George Carlin would love this. On Tuesday, the Supreme Court spent time discussing the use of dirty words on TV. Carlin started out with seven, and it's unclear how many of them the Court discussed in the case of the FCC vs. Fox Television. What is known is that none of the Justices used any of them. I imagined them making BEEP noises whenever one of the words came up, but imDB says they used far less entertaining methods, like saying "the S-word and the F-word." In either case, I hope Clarence Thomas responded to his findings by using that famous line from Spaceballs: "We ain't found sh-- I mean, the S-word!"
It would have been appropriate. According to MSNBC "[t]here was no apparent consensus on the court about what to do in the dispute between the broadcast networks and the Federal Communications Commission over celebrities' one-time uses of profanity on live television during hours when children are likely to be watching." The entire case stems from a ban on "fleeting expletives" that the FCC attempted to enforce after Cher and Bono burned up the airwaves with the F-word during award shows. What did they expect? Bono and Cher are both four-letter words! Considering that the BBC and most European channels allow S-words and F-words, Bono's sins can be forgiven.

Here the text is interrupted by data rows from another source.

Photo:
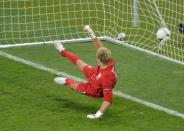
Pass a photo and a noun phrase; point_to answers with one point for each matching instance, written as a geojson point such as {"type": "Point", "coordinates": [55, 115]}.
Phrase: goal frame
{"type": "Point", "coordinates": [103, 38]}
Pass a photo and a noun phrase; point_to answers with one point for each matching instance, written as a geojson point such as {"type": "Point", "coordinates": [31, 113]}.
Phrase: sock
{"type": "Point", "coordinates": [69, 81]}
{"type": "Point", "coordinates": [72, 57]}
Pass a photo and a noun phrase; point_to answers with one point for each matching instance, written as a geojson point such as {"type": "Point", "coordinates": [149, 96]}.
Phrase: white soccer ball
{"type": "Point", "coordinates": [163, 34]}
{"type": "Point", "coordinates": [121, 36]}
{"type": "Point", "coordinates": [87, 27]}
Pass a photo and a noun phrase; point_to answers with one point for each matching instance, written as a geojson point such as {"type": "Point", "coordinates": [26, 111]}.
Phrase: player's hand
{"type": "Point", "coordinates": [98, 115]}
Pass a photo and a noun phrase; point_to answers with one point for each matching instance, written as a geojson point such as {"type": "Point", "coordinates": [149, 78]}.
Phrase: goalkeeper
{"type": "Point", "coordinates": [100, 79]}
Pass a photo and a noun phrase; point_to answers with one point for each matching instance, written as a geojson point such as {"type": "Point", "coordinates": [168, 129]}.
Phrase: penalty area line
{"type": "Point", "coordinates": [117, 93]}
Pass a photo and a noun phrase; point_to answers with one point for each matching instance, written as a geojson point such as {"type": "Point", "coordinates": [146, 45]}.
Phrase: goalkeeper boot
{"type": "Point", "coordinates": [89, 31]}
{"type": "Point", "coordinates": [60, 80]}
{"type": "Point", "coordinates": [58, 45]}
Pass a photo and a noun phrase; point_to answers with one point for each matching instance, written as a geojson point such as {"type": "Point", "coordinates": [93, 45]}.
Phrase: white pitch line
{"type": "Point", "coordinates": [117, 93]}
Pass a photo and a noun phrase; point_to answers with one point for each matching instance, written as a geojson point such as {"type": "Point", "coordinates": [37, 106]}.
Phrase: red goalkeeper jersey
{"type": "Point", "coordinates": [100, 81]}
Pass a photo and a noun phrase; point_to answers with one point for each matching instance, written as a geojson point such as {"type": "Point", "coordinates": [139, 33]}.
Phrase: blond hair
{"type": "Point", "coordinates": [104, 55]}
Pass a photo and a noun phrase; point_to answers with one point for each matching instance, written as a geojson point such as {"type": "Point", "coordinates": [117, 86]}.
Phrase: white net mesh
{"type": "Point", "coordinates": [27, 21]}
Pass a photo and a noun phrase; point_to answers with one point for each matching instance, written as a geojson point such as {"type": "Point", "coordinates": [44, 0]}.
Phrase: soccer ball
{"type": "Point", "coordinates": [163, 34]}
{"type": "Point", "coordinates": [121, 36]}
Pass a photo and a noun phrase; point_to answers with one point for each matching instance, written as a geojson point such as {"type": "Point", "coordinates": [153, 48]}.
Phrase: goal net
{"type": "Point", "coordinates": [33, 21]}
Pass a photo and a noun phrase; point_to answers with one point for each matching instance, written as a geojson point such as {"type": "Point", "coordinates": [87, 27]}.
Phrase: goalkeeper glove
{"type": "Point", "coordinates": [95, 116]}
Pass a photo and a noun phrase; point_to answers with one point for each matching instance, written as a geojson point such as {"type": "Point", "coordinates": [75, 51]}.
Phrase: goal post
{"type": "Point", "coordinates": [42, 21]}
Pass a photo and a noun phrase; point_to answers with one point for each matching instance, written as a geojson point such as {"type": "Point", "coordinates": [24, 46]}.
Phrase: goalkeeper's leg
{"type": "Point", "coordinates": [69, 55]}
{"type": "Point", "coordinates": [92, 35]}
{"type": "Point", "coordinates": [67, 81]}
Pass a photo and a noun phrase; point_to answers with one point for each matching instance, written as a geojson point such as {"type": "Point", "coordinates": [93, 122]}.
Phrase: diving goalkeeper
{"type": "Point", "coordinates": [100, 79]}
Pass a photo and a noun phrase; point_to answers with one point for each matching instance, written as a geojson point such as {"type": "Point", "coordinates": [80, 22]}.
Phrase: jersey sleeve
{"type": "Point", "coordinates": [108, 83]}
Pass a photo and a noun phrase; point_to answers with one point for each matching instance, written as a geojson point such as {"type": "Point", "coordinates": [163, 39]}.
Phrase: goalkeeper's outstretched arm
{"type": "Point", "coordinates": [91, 34]}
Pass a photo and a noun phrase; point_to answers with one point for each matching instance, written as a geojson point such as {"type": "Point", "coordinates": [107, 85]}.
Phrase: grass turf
{"type": "Point", "coordinates": [140, 75]}
{"type": "Point", "coordinates": [30, 100]}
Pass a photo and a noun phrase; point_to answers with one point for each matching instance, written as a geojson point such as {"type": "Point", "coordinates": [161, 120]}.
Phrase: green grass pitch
{"type": "Point", "coordinates": [30, 100]}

As for Cher, I wonder what a Richard Pryor routine would sound like through that machine she uses on "Believe."
Justice John Roberts, who is the only judge with kids too young to hear the good stuff, said "[t]he reason these words shock is because of their association with a literal meaning." No S-word, Sherlock! Justice John Paul Stevens said "the occasional use of such words may be 'really hilarious, very, very funny.'" Are you F-word serious, Judge Stevens?! And "fleeting expletives?" What about the ones that last a long time? Are they okay to use on TV? Can Spongebob drop the F-bomb if he does it real slowly? You gotta love government verbiage.
Speaking of government speak, MSNBC says "C-SPAN asked the court to release a recording of the arguments for airing shortly after their conclusion. The court grants such requests from time to time, but turned down C-SPAN with no explanation." I know the explanation: The Supreme Court filled in the extra letters in the S-word and the F-word, and used them with reckless abandon. I think those justices are fulla S-word! Had C-SPAN gotten a recording, it would have come in a plain brown wrapper and sounded like "Def Comedy Court."